The lower power consumption appears to come from the GPU’s use of a smaller graphics die, called the GA107. Older RTX 3050s use the same GA106 dies as the RTX 3060 series, but with many of the 3840’s CUDA cores turned off. This could allow Nvidia to reuse partially defective GA106 dies, but as chip revenue improves and the number of defective dies decreases, it means either Ship fewer RTX 3050s or put perfectly good chips in cheaper GPUs. The GA107 die includes a maximum of 2560 CUDA cores, and seems to require slightly less power than the GA106 die with the same exact number of cores enabled.
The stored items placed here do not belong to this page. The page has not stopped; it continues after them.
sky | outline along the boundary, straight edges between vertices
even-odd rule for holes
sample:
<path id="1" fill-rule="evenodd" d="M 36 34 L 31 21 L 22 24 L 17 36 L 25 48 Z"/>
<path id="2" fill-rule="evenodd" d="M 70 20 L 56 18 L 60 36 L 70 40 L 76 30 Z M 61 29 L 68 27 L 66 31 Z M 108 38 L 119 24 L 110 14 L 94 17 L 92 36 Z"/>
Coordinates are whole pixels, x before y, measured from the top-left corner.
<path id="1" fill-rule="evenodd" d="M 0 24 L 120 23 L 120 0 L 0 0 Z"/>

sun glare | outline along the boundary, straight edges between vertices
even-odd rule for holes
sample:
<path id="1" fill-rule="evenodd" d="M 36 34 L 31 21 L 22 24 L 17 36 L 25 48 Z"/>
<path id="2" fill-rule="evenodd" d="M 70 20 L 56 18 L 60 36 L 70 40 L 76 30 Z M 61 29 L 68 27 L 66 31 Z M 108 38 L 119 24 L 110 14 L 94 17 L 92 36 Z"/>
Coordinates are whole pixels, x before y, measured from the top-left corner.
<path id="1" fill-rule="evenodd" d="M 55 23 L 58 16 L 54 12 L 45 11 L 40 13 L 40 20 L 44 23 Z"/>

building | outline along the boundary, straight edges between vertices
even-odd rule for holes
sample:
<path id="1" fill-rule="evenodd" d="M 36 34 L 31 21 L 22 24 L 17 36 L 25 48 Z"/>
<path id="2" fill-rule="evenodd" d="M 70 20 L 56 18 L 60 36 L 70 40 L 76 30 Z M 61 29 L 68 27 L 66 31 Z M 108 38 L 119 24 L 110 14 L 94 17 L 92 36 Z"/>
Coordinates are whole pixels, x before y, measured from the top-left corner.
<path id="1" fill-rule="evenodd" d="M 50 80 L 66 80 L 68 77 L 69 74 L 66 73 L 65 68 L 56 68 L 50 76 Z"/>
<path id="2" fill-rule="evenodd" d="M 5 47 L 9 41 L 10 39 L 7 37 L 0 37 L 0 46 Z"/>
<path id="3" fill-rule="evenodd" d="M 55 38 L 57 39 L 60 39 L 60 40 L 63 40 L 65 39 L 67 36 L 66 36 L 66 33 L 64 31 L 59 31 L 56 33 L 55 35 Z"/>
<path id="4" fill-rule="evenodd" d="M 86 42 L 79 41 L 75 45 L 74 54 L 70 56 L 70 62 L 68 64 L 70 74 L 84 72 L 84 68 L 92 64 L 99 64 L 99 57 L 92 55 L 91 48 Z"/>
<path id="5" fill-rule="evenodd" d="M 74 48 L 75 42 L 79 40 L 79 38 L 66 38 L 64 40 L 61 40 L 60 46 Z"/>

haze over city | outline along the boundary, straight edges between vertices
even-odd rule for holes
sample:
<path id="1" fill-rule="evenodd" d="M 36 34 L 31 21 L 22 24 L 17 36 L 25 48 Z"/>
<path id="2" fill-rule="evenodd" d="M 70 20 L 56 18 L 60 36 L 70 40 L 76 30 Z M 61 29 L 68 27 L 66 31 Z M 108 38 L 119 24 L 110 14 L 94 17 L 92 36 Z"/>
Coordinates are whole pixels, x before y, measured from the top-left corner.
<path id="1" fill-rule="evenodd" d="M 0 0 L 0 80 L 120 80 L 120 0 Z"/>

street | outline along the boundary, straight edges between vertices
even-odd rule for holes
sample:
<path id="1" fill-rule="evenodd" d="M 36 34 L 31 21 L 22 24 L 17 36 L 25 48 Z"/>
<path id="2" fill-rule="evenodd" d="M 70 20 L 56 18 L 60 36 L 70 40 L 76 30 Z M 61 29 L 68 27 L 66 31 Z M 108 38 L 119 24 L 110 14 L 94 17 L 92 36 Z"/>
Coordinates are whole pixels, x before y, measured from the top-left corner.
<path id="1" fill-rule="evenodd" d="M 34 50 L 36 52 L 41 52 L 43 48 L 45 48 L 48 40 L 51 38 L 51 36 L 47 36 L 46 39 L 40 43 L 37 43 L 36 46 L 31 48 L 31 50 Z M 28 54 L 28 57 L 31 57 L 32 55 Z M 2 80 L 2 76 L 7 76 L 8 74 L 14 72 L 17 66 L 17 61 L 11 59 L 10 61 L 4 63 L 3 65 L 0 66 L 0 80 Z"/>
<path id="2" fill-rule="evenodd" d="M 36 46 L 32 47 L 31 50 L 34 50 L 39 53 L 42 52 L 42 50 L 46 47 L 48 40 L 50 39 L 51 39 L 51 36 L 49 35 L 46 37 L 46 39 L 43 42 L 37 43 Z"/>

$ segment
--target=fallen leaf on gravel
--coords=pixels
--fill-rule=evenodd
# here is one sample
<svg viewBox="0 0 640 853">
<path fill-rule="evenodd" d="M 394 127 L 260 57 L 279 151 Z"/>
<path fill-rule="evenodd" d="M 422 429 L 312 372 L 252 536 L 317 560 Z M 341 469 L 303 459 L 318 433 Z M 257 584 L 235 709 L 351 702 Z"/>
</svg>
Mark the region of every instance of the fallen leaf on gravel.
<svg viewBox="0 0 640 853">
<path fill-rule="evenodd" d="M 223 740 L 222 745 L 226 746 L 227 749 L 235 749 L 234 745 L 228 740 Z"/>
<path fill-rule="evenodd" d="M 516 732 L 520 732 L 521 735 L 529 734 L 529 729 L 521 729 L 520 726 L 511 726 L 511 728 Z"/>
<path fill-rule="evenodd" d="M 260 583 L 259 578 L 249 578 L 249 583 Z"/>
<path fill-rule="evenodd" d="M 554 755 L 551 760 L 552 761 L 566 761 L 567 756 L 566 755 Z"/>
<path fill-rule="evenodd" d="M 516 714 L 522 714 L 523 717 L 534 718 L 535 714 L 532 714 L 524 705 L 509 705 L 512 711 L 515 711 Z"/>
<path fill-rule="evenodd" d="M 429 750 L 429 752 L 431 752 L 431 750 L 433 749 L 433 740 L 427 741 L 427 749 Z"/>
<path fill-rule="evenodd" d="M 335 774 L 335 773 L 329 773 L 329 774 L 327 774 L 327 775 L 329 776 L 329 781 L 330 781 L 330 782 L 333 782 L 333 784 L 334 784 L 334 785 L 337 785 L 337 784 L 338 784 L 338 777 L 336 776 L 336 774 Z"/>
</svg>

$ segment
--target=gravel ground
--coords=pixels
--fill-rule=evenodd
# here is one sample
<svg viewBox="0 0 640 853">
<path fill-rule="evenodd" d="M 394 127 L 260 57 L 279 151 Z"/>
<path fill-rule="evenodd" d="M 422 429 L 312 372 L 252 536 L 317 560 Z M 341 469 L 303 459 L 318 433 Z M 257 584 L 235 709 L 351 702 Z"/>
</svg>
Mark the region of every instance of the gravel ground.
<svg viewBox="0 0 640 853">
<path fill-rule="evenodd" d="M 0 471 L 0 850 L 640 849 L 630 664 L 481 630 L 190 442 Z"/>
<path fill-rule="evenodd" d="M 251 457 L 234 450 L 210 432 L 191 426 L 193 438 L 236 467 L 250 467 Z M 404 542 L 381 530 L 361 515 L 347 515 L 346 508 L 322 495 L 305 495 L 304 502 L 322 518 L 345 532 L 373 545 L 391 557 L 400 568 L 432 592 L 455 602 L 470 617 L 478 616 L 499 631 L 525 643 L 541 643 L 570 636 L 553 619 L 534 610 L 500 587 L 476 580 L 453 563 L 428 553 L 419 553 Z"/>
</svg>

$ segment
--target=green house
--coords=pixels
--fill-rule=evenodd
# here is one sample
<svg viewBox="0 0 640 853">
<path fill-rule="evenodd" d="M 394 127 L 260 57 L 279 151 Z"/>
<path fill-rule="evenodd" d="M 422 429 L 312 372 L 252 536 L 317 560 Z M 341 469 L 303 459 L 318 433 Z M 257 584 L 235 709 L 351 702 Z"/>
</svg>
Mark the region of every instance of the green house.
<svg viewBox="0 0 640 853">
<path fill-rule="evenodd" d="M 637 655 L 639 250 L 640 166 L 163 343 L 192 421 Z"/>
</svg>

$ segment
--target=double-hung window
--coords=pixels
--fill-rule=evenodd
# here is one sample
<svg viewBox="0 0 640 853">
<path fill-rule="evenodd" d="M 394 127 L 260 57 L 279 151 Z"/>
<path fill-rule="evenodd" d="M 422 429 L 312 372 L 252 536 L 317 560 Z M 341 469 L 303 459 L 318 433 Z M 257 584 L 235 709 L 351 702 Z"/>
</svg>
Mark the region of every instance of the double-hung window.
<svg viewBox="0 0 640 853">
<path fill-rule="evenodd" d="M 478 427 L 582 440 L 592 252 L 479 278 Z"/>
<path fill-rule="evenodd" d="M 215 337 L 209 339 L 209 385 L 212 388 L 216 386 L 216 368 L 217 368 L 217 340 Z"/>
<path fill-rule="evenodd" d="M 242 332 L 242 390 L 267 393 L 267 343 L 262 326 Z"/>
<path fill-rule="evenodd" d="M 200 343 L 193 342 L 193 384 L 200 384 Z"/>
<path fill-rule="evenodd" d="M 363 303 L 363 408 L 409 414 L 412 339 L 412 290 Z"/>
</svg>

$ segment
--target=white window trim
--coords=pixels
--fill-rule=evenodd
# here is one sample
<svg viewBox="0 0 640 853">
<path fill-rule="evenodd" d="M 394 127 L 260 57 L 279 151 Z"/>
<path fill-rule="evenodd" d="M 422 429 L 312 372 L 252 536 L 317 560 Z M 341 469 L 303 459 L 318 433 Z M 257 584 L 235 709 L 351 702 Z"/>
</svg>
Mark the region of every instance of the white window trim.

The two MSI cards in question have nearly the same specs, regardless of power consumption: a boost clock of 1807MHz, 14Gbps of memory bandwidth thanks to GDDR6 on a 128-bit memory interface, and 2560 CUDA cores. One other change is that the newer revision has two DisplayPorts and two HDMI ports, instead of three DisplayPorts and one HDMI port, which is a small change likely unrelated to the GPU change. The other thing is that the card now requires a 6-pin power plug, instead of an 8-pin plug.
A little less power use is a good thing, but this new RTX 3050 card still requires up to 115 watts of power, which is well above the 75 watts maximum that any expansion card can deliver through a PCI Express slot without having to. . Additional power connector. GPUs without a power connector are quite rare, but still of interest to people who are upgrading an ultraportable or cheap box from HP or Dell with a lower capacity power supply and no 6- or 8-pin power connector.
These quiet GPU updates usually eventually become the default configurations, and older revisions are phased out over time as supplies dry up – this has happened with the “Light Hash Rate” (LHR) versions of the RTX 3080 and 3070 GPUs, GDDR6 version of the GTX 1650and RTX 2060 With 12 GB of RAM instead of 6 GB, among others. We were expecting this to happen with the RTX 3050, eventually, but for now we expect most cards to continue using the partially crippled GA106 die.